On the crash front, a Cybertruck in Savannah, Georgia collided with a traffic pole and the hood crumpled significantly on impact, with the front wheel appearing nearly detached. The vehicle’s stainless steel construction did not prevent the kind of damage that those “indestructible” headlines might lead a buyer to expect.
A Recall Record That Tells Its Own Story
Perhaps the most telling data point about the Cybertruck’s durability comes not from crash footage on X, but from the National Highway Traffic Safety Administration’s filing cabinet. At least 115,912 Cybertrucks were covered by recall campaigns during the 2025 calendar year alone, more than double the roughly 57,000 units subject to recalls the year before. That works out to, as one analysis noted, roughly 318 Cybertrucks per day, or more than 2,200 per week.
The Cybertruck has been hit with eight recalls for reasons ranging from its accelerator pedal getting stuck in the down position to losing power while driving, to its glued-on body panels flying off. That last one is particularly striking given the truck’s reputation for ruggedness. Videos showing people peeling the exterior trim panels off Cybertrucks with their bare hands went viral, which is a difficult image to square with a vehicle marketed on the idea of being built for the apocalypse. Owners in cold, salty climates have also reported rust spotting appearing on the stainless steel exterior within a single winter. Rust, on a stainless steel truck, within a year of purchase.
Sales numbers tell a similar story. Tesla sold just 4,306 Cybertrucks in the second quarter of 2025, a drop of more than 50 percent from the same period the year before.
What We Can Learn From the Portland Incident
The Highway 26 crash is a small story in the grand scheme of things. Nobody was seriously hurt, the truck got pulled out of the bushes, traffic moved on. But the social media reaction that followed is genuinely instructive about how brand loyalty can shape perception in ways that defy evidence.
When Tesla supporters looked at the same footage Mike Warner posted and concluded the truck proved its toughness by surviving a crash it caused, they were doing something very human: filtering information through prior belief. The Cybertruck has been sold not just as a vehicle but as an identity, a statement about innovation and independence and, depending on the year, some pretty loaded political associations. That kind of emotional investment makes objective damage assessment nearly impossible.
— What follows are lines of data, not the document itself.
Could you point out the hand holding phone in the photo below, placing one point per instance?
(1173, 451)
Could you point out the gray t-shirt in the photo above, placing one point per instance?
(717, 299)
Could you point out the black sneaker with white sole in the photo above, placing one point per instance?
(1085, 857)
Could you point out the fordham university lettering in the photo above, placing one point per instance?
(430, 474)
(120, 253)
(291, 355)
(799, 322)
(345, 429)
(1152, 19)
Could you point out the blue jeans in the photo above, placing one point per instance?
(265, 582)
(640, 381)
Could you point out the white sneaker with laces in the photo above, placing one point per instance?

The more practical takeaway is simpler: no production vehicle is indestructible, and no amount of stainless steel changes the basic physics of a multi-thousand-pound object moving at highway speed. The Cybertruck is, by many accounts, a genuinely interesting truck with real capability in certain conditions. It is also a truck that has gotten stuck on beaches, sunk in harbors, had its panels peel off, and now needed two tow trucks to extract it from Portland roadside vegetation. Both things can be true. The question is which one the window sticker is selling.
The Portland crash will not change the minds of anyone already committed to the Cybertruck mythology. But for everyone else, it is a useful reminder that the distance between a product’s marketing and its real-world performance is often measured in tow trucks.